Does ControlNet (and other diffusers) only include 1 noise injection per iteration in training loop?

I’m learning about diffusion and I know in paper the denoising u-net in stablediffusion and other similar methods predicts a denoised image one timestep ahead from the current iteration. I was expecting that for each image in each iteration of the training, the noise scheduler would add N different levels of noise to the image so the denoising U-net learns to predict all the different levels of noise for a given image at each step, until training converges. However, by looking at the code and reimplementing it myself outside of the train_controlnet.py train loop example I noticed that at each timestep only 1 level of noise is injected to the images in latent space. Is this understanding correct?
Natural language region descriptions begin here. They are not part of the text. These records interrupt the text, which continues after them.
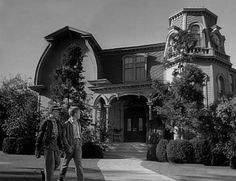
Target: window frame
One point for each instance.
(134, 68)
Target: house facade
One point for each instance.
(119, 80)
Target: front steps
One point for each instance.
(126, 150)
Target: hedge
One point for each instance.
(202, 151)
(161, 154)
(92, 150)
(180, 151)
(25, 146)
(13, 145)
(9, 145)
(151, 152)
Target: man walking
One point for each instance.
(49, 140)
(72, 143)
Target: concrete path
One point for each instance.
(128, 170)
(123, 162)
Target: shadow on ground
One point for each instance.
(191, 172)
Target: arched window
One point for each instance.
(221, 85)
(195, 31)
(134, 68)
(231, 82)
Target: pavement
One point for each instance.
(122, 161)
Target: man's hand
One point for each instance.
(37, 153)
(69, 150)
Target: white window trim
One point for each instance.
(134, 58)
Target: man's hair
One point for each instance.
(73, 110)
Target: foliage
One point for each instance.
(154, 138)
(202, 150)
(21, 116)
(181, 100)
(161, 150)
(25, 146)
(180, 151)
(9, 145)
(92, 150)
(151, 152)
(67, 81)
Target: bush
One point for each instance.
(180, 151)
(202, 151)
(9, 145)
(92, 150)
(25, 146)
(218, 157)
(161, 154)
(151, 152)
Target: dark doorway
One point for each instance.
(135, 124)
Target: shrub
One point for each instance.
(9, 145)
(202, 151)
(218, 157)
(92, 150)
(180, 151)
(161, 154)
(151, 152)
(25, 146)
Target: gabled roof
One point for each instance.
(67, 29)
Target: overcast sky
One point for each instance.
(113, 23)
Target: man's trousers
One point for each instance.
(52, 161)
(77, 156)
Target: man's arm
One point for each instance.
(64, 137)
(39, 138)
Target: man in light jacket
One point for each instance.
(49, 141)
(72, 140)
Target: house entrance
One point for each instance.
(135, 124)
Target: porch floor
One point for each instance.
(126, 150)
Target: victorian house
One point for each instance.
(119, 80)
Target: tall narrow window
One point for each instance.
(221, 85)
(139, 68)
(129, 124)
(195, 31)
(134, 68)
(129, 69)
(231, 81)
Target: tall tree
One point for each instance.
(21, 116)
(67, 86)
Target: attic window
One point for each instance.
(195, 31)
(134, 68)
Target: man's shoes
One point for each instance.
(43, 175)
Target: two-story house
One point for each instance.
(119, 80)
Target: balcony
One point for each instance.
(208, 52)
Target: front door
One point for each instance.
(135, 124)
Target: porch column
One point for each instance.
(148, 125)
(149, 110)
(97, 120)
(107, 116)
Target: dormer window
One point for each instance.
(195, 31)
(134, 68)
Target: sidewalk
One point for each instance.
(27, 168)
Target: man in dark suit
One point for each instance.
(49, 141)
(72, 140)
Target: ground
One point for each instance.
(122, 162)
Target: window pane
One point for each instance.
(140, 73)
(139, 59)
(140, 123)
(128, 60)
(128, 74)
(129, 124)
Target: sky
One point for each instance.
(113, 23)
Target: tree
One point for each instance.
(182, 100)
(67, 86)
(20, 103)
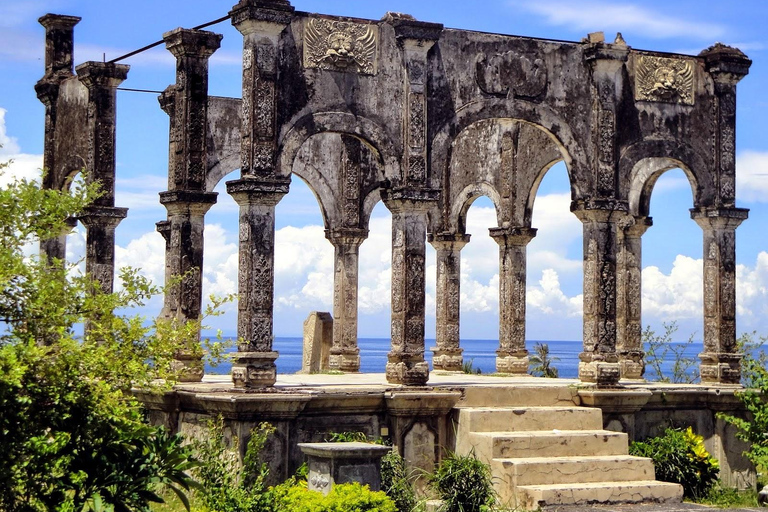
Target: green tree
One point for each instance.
(72, 436)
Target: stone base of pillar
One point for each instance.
(347, 362)
(447, 360)
(604, 373)
(721, 368)
(188, 367)
(408, 373)
(513, 363)
(254, 370)
(631, 365)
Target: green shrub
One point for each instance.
(679, 456)
(464, 484)
(351, 497)
(397, 482)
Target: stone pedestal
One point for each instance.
(318, 338)
(447, 352)
(512, 356)
(345, 354)
(720, 359)
(339, 463)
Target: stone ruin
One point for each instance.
(426, 119)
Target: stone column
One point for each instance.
(599, 362)
(254, 364)
(512, 356)
(447, 353)
(720, 360)
(405, 362)
(345, 354)
(59, 48)
(629, 329)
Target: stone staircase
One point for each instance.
(557, 454)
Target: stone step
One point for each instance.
(532, 497)
(516, 396)
(571, 470)
(518, 419)
(548, 443)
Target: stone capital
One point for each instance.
(346, 237)
(104, 216)
(506, 237)
(726, 65)
(182, 42)
(188, 202)
(448, 241)
(247, 191)
(267, 18)
(102, 75)
(719, 218)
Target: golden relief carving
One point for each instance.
(664, 79)
(340, 46)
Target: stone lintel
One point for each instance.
(726, 64)
(418, 403)
(719, 218)
(346, 236)
(262, 17)
(512, 235)
(96, 75)
(183, 42)
(188, 201)
(261, 191)
(107, 216)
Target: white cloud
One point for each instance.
(752, 176)
(592, 16)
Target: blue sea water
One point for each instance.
(482, 354)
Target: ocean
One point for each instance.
(481, 353)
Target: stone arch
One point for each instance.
(643, 163)
(540, 116)
(467, 197)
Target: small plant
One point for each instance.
(464, 484)
(397, 481)
(542, 362)
(468, 368)
(679, 456)
(661, 348)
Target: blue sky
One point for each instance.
(672, 287)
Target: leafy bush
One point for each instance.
(464, 484)
(679, 456)
(351, 497)
(226, 485)
(397, 482)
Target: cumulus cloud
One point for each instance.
(603, 15)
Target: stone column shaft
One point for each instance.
(512, 356)
(629, 330)
(254, 365)
(447, 354)
(406, 364)
(345, 354)
(720, 360)
(599, 361)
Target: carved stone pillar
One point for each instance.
(260, 22)
(447, 353)
(254, 364)
(406, 364)
(59, 48)
(599, 362)
(345, 354)
(512, 356)
(629, 329)
(720, 360)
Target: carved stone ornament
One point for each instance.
(341, 46)
(664, 79)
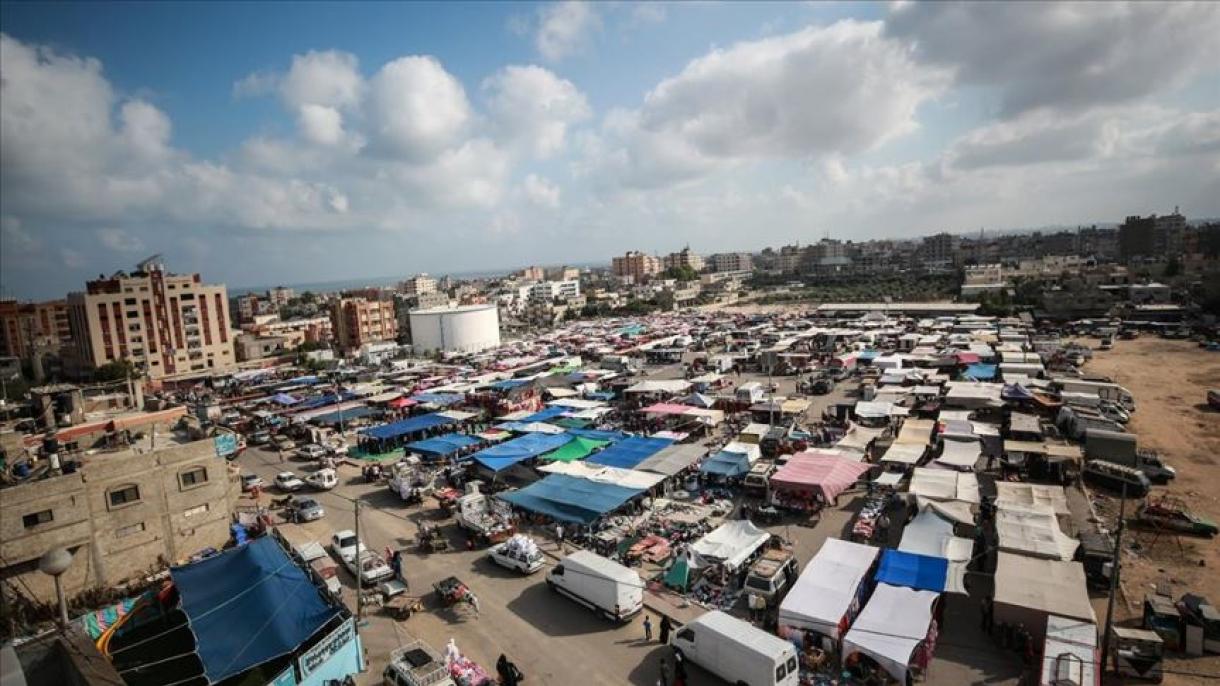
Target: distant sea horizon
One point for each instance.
(383, 281)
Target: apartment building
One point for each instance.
(358, 321)
(31, 327)
(167, 325)
(121, 513)
(637, 265)
(731, 261)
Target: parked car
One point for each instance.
(250, 481)
(311, 452)
(305, 509)
(322, 480)
(288, 482)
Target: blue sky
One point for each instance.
(262, 143)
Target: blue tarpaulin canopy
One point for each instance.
(406, 426)
(549, 413)
(922, 573)
(509, 453)
(443, 446)
(630, 452)
(441, 399)
(727, 464)
(980, 371)
(248, 606)
(570, 498)
(345, 415)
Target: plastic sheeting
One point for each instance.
(891, 626)
(248, 606)
(826, 591)
(570, 498)
(731, 543)
(406, 426)
(630, 452)
(830, 474)
(509, 453)
(899, 568)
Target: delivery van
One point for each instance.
(602, 585)
(736, 651)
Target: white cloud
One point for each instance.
(565, 28)
(532, 106)
(120, 241)
(541, 192)
(416, 108)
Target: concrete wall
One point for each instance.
(116, 542)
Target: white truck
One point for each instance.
(599, 584)
(736, 651)
(416, 664)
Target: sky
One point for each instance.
(286, 143)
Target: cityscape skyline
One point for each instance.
(541, 128)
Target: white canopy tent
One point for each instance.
(891, 626)
(825, 592)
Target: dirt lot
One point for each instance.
(1169, 380)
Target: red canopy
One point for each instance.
(828, 472)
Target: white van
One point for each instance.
(599, 584)
(737, 652)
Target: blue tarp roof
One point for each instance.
(248, 606)
(443, 399)
(570, 498)
(406, 426)
(630, 452)
(345, 415)
(921, 573)
(511, 452)
(980, 371)
(549, 413)
(727, 464)
(443, 446)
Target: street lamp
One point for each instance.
(54, 563)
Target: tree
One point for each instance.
(117, 370)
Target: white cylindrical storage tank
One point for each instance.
(467, 328)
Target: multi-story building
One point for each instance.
(731, 261)
(122, 513)
(359, 320)
(683, 259)
(167, 325)
(419, 285)
(27, 328)
(637, 265)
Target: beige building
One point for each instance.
(122, 514)
(358, 321)
(168, 325)
(637, 265)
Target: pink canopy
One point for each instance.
(666, 409)
(827, 472)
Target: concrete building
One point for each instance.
(167, 325)
(731, 261)
(683, 259)
(122, 513)
(419, 285)
(637, 265)
(359, 320)
(467, 328)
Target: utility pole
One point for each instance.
(1114, 577)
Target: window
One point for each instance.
(129, 530)
(195, 476)
(125, 494)
(34, 519)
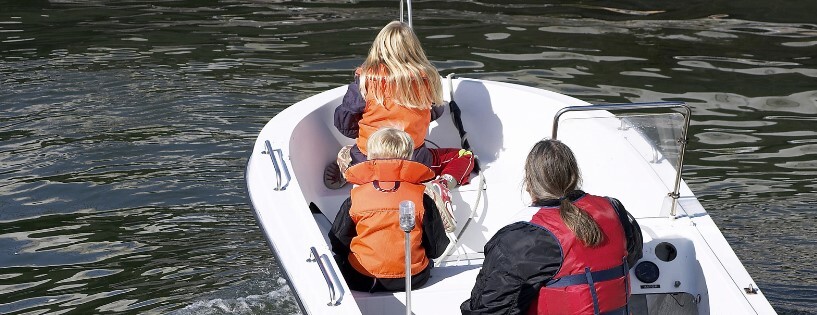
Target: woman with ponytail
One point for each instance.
(569, 253)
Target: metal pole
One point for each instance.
(407, 224)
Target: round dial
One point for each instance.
(647, 272)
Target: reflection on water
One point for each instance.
(125, 127)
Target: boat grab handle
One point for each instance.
(274, 157)
(326, 268)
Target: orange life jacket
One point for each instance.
(591, 280)
(377, 249)
(413, 121)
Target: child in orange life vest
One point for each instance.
(396, 86)
(366, 230)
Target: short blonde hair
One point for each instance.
(390, 143)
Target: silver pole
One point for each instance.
(407, 224)
(408, 6)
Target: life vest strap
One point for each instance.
(619, 311)
(597, 276)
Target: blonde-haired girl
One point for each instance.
(398, 87)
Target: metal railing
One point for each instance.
(687, 112)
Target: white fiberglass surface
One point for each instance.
(503, 122)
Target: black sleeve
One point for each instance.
(518, 260)
(436, 112)
(434, 238)
(350, 111)
(343, 230)
(635, 241)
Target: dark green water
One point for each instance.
(125, 127)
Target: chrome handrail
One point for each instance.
(675, 194)
(323, 262)
(272, 155)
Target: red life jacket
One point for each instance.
(377, 249)
(591, 280)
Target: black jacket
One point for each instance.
(522, 256)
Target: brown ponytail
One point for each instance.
(551, 172)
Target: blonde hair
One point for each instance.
(390, 143)
(551, 172)
(398, 67)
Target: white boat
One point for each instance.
(688, 267)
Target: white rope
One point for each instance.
(455, 238)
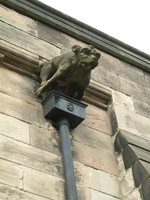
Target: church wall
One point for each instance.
(31, 161)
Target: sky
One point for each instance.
(125, 20)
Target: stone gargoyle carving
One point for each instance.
(69, 72)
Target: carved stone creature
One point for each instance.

Is there any particular reason for designing it this way?
Here’s the code I used (based on the loop from train_controlnet.py to check that indeed there’s only 1 level of corruption added at each iteration, and the denoising u-net also only predicts 1 level of denoising for each image (even if the level it predicts for each image in the same batch may be different due to the randint ):

import torch
from torchvision.utils import save_image
from transformers import CLIPTextModel, CLIPTokenizer
from diffusers import AutoencoderKL, DDPMScheduler, UNet2DConditionModel

# https://huggingface.co/docs/diffusers/training/controlnet
model_id = 'runwayml/stable-diffusion-v1-5'

tokenizer = CLIPTokenizer.from_pretrained(model_id, subfolder='tokenizer')
text_encoder = CLIPTextModel.from_pretrained(model_id, subfolder="text_encoder")
vae = AutoencoderKL.from_pretrained(model_id, subfolder="vae")
noise_scheduler = DDPMScheduler.from_pretrained(model_id, subfolder="scheduler")
unet = UNet2DConditionModel.from_pretrained(model_id, subfolder="unet")

# text
prompts = ['a photograph of an astronaut riding a horse', 'placeholder prompt']
prompts = tokenizer(prompts, padding="max_length", max_length=tokenizer.model_max_length, truncation=True, return_tensors="pt")
print(prompts.input_ids.shape)

encoder_hidden_states = text_encoder(prompts.input_ids)[0]
print(encoder_hidden_states.shape)

img = torch.rand(2, 3, 512, 512)

latents = vae.encode(img).latent_dist.sample() * vae.config.scaling_factor
print(latents.shape)

noise = torch.randn_like(latents)

bsz = latents.shape[0]

timesteps = torch.randint(0, noise_scheduler.config.num_train_timesteps, (bsz,), device=latents.device)
timesteps = timesteps.long()

# here is where the noise is added, noise for 1 step is added based on the randomly sampled timestep for each image in the batch
noisy_latents = noise_scheduler.add_noise(latents, noise, timesteps)
print(noisy_latents.shape)

# predicts for only next step
model_pred = unet(noisy_latents, timesteps, encoder_hidden_states=encoder_hidden_states).sample
print(model_pred.shape)

decoded = vae.decode(model_pred).sample
print(decoded.shape)

save_image(decoded, 'samples.png', nrow=int(decoded.shape[0] ** 0.5))
1 Like

Yes, you are understanding it correctly.
Why is it done like this? Here is my reasoning:

  1. When randomizing the noise level (the timesteps value), it forces the model to work with all kinds of noise levels. In theory, the timesteps value doesn’t even need to be an int. It can be a float.So if you are trying to cram all the noise levels into one batch, you will fail as you can’t exhaustively sample all floating point values. In current implementation, it’s an int value between 0 and 1000. But even with only 1000 levels, you can’t put 1000 samples into one batch, can you?
  2. Because you can’t put all noise levels into one batch, you have to pick some levels. Let’s say you can put 24 samples in a batch, would you choose the first 24 timesteps or would you randomize the timesteps? Clearly the uniform randomization is better because it would yield a gradient estimate that is more representative of the whole noise range between 0 and 1000. It’s the same reason why we shuffle training samples when training.
  3. Why not include 24 different images (each having one noise level) in a training batch, instead of including 24 noise levels from a single image? The first option obviously gives a better gradient estimate of the whole dataset.

In short, it’s all about estimating gradient better and thinking about trade-offs of what to put into the batch. Remember that training every noise level is costly and you don’t have unlimited batch space. We want gradients that are estimating the whole dataset, not a single image.

2 Likes